How to calculate the error in an ensemble technique

ensemble_methods

#1

Hello,

I am trying to learn about ensemble models and below is one piece of code I have tried(from R-blogger) -

length_divisor<-4  
iterations<-1000  
predictions<-foreach(m=1:iterations,.combine=cbind) %do% {  
  training_positions <- sample(nrow(training), size=floor((nrow(training)/length_divisor)))  
  train_pos<-1:nrow(training) %in% training_positions  
  lm_fit<-lm(y~x1+x2+x3,data=training[train_pos,])  
  predict(lm_fit,newdata=testing)  
}  
predictions<-rowMeans(predictions)  
error<-sqrt((sum((testing$y-predictions)^2))/nrow(testing))  

So here a random model is generated 1000 times and values are predicted.At the end the error is calculated.
This works fine for numerical continuous data and for techniques like linear reg,but how do I implement this in classification algos like RandomForests,KNN etc.My main pain point is the error calculation after the process so can somebody please help me on that


#2

Hi @data_hacks,

I think you need to understand the concept of error calculation. Error calculation in the above code is just taking mean of your ensemble regression model and calculating Mean square error. Which is the basic parameter to judge/ evaluate your regression model.

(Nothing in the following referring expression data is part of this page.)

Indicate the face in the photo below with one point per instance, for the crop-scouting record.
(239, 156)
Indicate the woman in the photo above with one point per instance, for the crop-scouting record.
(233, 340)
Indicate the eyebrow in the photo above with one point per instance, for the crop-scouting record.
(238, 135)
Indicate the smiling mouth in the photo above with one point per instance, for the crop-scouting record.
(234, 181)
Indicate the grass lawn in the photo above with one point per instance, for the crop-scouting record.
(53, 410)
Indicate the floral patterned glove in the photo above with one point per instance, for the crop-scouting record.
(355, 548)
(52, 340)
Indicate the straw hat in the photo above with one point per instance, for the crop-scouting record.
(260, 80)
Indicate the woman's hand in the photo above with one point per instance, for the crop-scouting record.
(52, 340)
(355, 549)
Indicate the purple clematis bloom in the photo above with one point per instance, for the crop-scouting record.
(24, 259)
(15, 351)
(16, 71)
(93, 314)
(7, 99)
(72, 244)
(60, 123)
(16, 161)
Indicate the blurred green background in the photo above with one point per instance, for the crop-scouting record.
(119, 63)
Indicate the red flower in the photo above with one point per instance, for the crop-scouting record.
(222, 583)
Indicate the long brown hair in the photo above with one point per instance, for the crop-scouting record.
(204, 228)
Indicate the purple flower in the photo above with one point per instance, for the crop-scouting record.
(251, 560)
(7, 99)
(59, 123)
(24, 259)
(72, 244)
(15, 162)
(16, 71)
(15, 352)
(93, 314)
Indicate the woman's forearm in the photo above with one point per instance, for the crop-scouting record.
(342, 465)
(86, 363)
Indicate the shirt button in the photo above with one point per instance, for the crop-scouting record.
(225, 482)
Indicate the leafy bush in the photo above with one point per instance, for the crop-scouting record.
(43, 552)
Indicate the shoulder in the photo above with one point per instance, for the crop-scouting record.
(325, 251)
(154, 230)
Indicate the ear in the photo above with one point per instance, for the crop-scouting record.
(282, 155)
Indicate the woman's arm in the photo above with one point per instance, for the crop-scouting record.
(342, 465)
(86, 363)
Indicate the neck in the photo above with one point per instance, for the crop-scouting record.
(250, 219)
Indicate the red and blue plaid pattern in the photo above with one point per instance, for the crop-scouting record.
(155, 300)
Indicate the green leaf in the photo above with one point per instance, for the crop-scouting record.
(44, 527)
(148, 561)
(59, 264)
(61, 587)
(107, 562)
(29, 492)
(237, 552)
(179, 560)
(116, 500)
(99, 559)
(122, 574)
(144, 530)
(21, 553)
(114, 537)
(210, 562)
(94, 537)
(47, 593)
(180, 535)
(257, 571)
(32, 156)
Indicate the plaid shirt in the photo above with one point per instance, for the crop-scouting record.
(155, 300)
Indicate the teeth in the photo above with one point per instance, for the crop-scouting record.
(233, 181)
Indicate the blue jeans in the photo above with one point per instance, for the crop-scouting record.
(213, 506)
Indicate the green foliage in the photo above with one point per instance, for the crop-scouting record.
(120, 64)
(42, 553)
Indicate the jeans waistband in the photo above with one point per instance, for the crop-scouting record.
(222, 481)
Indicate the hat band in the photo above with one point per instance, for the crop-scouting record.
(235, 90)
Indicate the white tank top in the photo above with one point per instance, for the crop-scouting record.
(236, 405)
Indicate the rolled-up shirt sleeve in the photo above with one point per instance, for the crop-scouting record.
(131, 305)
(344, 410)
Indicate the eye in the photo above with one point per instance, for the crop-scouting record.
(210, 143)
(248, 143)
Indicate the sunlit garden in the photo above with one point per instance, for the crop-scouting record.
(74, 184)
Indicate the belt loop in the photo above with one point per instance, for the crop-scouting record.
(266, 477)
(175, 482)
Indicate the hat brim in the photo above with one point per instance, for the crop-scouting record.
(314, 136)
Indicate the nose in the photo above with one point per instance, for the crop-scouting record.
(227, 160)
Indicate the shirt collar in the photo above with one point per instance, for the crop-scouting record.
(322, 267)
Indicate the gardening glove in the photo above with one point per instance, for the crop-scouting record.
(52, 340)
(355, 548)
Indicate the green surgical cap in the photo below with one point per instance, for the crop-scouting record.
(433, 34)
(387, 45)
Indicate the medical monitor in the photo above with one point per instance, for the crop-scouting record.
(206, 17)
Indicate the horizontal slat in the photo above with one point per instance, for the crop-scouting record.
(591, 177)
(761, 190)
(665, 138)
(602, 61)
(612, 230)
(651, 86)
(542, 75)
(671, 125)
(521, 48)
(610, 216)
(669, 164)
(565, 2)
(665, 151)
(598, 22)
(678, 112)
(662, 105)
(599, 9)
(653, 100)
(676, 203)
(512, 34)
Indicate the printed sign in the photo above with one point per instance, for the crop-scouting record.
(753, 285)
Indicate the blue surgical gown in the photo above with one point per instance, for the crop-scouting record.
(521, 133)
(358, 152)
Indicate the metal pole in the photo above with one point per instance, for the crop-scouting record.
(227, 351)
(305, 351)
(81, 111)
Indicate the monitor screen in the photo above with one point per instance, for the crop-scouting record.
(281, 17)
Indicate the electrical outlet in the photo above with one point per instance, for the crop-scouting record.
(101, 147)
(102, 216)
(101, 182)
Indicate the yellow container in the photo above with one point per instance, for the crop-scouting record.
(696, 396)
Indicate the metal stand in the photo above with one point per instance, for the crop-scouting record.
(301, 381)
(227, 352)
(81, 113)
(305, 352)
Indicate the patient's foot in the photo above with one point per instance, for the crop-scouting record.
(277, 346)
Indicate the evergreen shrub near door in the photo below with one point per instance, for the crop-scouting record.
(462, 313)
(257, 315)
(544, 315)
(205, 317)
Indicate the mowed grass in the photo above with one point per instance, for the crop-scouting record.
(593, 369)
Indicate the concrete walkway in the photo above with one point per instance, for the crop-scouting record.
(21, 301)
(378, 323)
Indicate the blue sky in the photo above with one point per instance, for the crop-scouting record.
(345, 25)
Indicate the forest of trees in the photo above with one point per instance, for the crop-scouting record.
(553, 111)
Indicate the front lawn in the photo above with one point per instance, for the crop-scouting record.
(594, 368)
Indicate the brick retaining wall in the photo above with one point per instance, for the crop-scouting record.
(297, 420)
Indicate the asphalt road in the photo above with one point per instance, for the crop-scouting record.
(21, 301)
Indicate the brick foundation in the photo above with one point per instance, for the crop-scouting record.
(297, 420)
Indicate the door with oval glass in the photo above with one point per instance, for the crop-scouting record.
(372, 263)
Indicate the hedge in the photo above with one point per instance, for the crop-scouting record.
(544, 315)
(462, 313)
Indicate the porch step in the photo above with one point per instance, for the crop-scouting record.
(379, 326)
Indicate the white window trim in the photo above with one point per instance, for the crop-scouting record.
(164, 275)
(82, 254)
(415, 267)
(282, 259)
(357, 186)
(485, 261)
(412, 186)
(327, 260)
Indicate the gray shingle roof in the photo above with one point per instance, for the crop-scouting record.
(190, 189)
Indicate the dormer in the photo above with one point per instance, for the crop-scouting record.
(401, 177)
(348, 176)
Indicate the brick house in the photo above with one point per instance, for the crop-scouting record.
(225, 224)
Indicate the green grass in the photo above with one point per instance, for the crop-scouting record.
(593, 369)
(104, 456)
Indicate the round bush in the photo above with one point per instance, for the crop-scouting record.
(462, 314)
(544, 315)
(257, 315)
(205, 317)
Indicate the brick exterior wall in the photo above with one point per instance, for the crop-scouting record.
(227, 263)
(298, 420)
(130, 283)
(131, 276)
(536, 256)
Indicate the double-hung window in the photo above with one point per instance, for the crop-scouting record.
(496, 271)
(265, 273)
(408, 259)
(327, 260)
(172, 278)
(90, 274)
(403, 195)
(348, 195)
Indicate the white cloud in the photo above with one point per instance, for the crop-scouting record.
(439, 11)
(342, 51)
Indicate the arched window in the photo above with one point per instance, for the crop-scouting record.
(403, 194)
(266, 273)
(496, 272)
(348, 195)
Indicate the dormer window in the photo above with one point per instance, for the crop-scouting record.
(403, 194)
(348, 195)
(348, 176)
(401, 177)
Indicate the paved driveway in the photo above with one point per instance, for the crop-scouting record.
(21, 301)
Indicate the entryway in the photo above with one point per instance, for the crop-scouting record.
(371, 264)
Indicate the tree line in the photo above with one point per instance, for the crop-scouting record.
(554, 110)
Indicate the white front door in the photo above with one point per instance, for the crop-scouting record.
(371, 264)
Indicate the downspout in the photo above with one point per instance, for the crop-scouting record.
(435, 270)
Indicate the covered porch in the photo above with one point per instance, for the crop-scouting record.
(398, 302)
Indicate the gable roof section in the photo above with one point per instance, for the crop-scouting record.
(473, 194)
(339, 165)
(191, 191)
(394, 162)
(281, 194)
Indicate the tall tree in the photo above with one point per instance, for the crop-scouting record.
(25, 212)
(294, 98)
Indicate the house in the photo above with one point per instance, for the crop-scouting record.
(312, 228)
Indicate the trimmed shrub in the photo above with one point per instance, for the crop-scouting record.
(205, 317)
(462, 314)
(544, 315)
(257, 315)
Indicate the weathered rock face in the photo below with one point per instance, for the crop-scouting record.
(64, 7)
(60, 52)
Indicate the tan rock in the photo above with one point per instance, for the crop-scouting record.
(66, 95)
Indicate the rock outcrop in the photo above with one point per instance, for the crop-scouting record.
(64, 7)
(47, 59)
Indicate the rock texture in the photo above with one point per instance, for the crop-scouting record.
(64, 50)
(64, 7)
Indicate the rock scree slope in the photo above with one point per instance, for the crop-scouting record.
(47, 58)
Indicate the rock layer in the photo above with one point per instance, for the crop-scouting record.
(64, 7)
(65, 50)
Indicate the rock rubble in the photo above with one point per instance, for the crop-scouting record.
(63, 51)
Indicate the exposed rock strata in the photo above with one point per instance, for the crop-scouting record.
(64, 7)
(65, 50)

For classification technique, what is the evaluations metric? It’s accuracy, sensitivity, specificity etc. So what do you have to do? If you use the same model and say you are classifying as 1/0 only. Your model will give 1000 column for each line item. Now you can check frequency of 1 or 0. Say in 1000 columns 750 are 1 and 250 are 0 then you will make that row prediction as 1. After doing this you can make a confusion matrix and get all the classification model evaluation parameters like accuracy, sensitivity, specificity etc.

Hope this helps.

Regards,
Aayush